If you decided to take better care of your finances and started doing research on how to do so, chances are you stumbled upon the term “self-managed super fund” here and there. It’s not a coincidence this happened because a self-managed super fund can indeed play a huge role in how well you’re managing your money. But what exactly is a self-managed fund and what benefits does it come with? Read on to find out.
What’s a self-managed super fund?
What makes this type of a super fund different from any other types is the fact that you and other members of your fund are also trustees. This means that you and other members have way more control of the fund and can tailor it according to your needs. A self-managed super fund can have up to four members and it has for a goal to provide you with financial benefits once you retire. Alternatively, its purpose is to provide beneficiaries on death.
As mentioned above, one of the best things about self-managed super funds is the control you have over your investments. Traditional super funds usually allow members of the fund to invest their money into shares and property with a number of restrictions. With self-managed funds, not only that there are fewer restrictions but there are more investment options for you and other members of the fund to consider. For example, you can consider putting your money into stuff such as precious metals. On top of this, there’s also more flexibility when it comes to borrowing money within the fund.
Ability to borrow for the fund
Another great thing about self-managed funds is that you can actually borrow money to increase your fund. Let’s say you’re $100,000 short of buying a property your self managed super fund wants to invest in. You can borrow that amount and make your investment earlier than you’d otherwise be able to. Just bear in mind that there are restrictions when it comes to borrowing money for your fund. For example, the resource loan you’re able can get cannot exceed about 65 percent of the purchase price of the property. Also, the money can be used for buying it but not for remodeling.

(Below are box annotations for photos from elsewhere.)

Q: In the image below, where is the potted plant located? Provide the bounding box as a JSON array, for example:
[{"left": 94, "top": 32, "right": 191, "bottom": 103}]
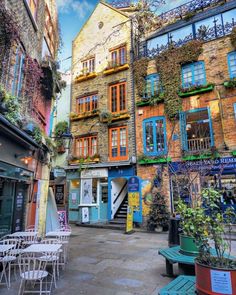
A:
[
  {"left": 176, "top": 199, "right": 205, "bottom": 256},
  {"left": 192, "top": 188, "right": 236, "bottom": 295}
]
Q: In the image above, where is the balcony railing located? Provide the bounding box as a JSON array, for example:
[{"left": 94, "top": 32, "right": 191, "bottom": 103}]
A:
[{"left": 188, "top": 137, "right": 211, "bottom": 152}]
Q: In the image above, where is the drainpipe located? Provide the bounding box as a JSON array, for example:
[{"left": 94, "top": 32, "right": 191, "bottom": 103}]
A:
[{"left": 130, "top": 18, "right": 137, "bottom": 174}]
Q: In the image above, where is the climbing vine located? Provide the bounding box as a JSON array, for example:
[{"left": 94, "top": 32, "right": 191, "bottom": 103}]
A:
[{"left": 134, "top": 40, "right": 202, "bottom": 120}]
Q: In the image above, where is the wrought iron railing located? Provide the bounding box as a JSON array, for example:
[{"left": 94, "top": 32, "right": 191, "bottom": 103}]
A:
[
  {"left": 146, "top": 17, "right": 236, "bottom": 58},
  {"left": 160, "top": 0, "right": 230, "bottom": 22}
]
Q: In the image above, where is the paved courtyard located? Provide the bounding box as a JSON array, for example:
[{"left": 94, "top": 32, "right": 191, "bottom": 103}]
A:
[{"left": 0, "top": 227, "right": 236, "bottom": 295}]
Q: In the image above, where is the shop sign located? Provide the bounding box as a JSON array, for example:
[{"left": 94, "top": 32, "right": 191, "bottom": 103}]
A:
[
  {"left": 169, "top": 157, "right": 236, "bottom": 173},
  {"left": 81, "top": 169, "right": 108, "bottom": 178},
  {"left": 126, "top": 206, "right": 133, "bottom": 234},
  {"left": 128, "top": 176, "right": 139, "bottom": 193},
  {"left": 53, "top": 168, "right": 66, "bottom": 177}
]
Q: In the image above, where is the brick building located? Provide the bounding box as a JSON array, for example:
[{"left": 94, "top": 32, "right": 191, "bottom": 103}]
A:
[
  {"left": 0, "top": 0, "right": 58, "bottom": 236},
  {"left": 67, "top": 2, "right": 135, "bottom": 222},
  {"left": 136, "top": 1, "right": 236, "bottom": 225}
]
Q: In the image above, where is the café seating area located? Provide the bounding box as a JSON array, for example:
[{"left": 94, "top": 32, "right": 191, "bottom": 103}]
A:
[{"left": 0, "top": 225, "right": 71, "bottom": 295}]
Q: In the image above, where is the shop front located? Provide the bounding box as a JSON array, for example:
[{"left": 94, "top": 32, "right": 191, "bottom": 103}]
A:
[{"left": 170, "top": 157, "right": 236, "bottom": 212}]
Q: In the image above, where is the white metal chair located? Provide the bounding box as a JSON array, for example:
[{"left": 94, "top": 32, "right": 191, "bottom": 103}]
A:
[{"left": 18, "top": 254, "right": 52, "bottom": 295}]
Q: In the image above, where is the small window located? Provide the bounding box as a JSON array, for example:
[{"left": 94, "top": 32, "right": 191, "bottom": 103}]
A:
[
  {"left": 143, "top": 117, "right": 167, "bottom": 156},
  {"left": 111, "top": 46, "right": 127, "bottom": 67},
  {"left": 144, "top": 74, "right": 162, "bottom": 98},
  {"left": 109, "top": 82, "right": 126, "bottom": 113},
  {"left": 109, "top": 126, "right": 128, "bottom": 160},
  {"left": 75, "top": 136, "right": 97, "bottom": 158},
  {"left": 82, "top": 57, "right": 95, "bottom": 75},
  {"left": 27, "top": 0, "right": 38, "bottom": 20},
  {"left": 12, "top": 47, "right": 25, "bottom": 97},
  {"left": 77, "top": 94, "right": 98, "bottom": 114},
  {"left": 182, "top": 61, "right": 206, "bottom": 88},
  {"left": 228, "top": 51, "right": 236, "bottom": 78}
]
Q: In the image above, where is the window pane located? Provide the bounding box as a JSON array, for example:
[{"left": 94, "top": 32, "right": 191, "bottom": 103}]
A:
[
  {"left": 111, "top": 86, "right": 117, "bottom": 112},
  {"left": 155, "top": 120, "right": 165, "bottom": 152},
  {"left": 120, "top": 128, "right": 127, "bottom": 157},
  {"left": 119, "top": 47, "right": 126, "bottom": 65},
  {"left": 229, "top": 51, "right": 236, "bottom": 78},
  {"left": 182, "top": 65, "right": 193, "bottom": 87},
  {"left": 193, "top": 63, "right": 205, "bottom": 85},
  {"left": 145, "top": 121, "right": 154, "bottom": 152},
  {"left": 111, "top": 130, "right": 118, "bottom": 158},
  {"left": 120, "top": 84, "right": 125, "bottom": 111}
]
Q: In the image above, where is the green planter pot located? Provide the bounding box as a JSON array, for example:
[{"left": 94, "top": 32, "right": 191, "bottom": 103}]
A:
[{"left": 180, "top": 234, "right": 199, "bottom": 256}]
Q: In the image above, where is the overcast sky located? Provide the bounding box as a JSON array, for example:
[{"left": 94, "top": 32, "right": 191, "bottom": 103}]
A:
[{"left": 56, "top": 0, "right": 189, "bottom": 71}]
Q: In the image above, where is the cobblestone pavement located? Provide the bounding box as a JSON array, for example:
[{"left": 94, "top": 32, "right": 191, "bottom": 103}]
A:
[{"left": 0, "top": 227, "right": 236, "bottom": 295}]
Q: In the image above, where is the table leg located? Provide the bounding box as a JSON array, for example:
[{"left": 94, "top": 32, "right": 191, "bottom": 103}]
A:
[{"left": 166, "top": 259, "right": 174, "bottom": 277}]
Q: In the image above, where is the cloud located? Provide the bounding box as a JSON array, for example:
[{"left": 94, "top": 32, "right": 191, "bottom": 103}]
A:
[{"left": 56, "top": 0, "right": 93, "bottom": 18}]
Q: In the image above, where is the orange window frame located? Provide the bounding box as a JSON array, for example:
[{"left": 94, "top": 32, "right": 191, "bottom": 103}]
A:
[
  {"left": 109, "top": 126, "right": 129, "bottom": 161},
  {"left": 27, "top": 0, "right": 38, "bottom": 20},
  {"left": 76, "top": 94, "right": 98, "bottom": 114},
  {"left": 109, "top": 82, "right": 127, "bottom": 114},
  {"left": 75, "top": 135, "right": 98, "bottom": 157},
  {"left": 111, "top": 45, "right": 127, "bottom": 66}
]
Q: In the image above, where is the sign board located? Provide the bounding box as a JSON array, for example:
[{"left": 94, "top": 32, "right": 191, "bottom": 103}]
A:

When you’re a member of the self-managed fund, you also have more flexibility regarding your contributions to the fund. The best part of it is that you can use it to minimize the amount of money you and other members of the fund have to pay through taxes. The way it works is that you have to time your pensions and target franking credits. Another important thing to mention is that there’s only a single tax return even though your fund can have four members.
Helping protect assets
This is often a deal-breaker for people looking to invest in a self-managed super fund. Let’s say you’re running a business and you want to protect some of your assets in case your company fails. Even though the assets you invested in the fund are yours, they are protected from creditors in case something happens to your business. In fact, your super fund might become the only asset you’re left with in case your business shuts down. Just have in mind that you also can’t withdraw your money and use it to help your business overcome the problems it’s facing.
For anyone looking to gain better control of their finances and ensure they have enough money once they retire, investing in a self-managed super fund can turn out to be an amazing idea. Just make sure you do your research before you put your money into it and you’ll have absolutely nothing to worry about.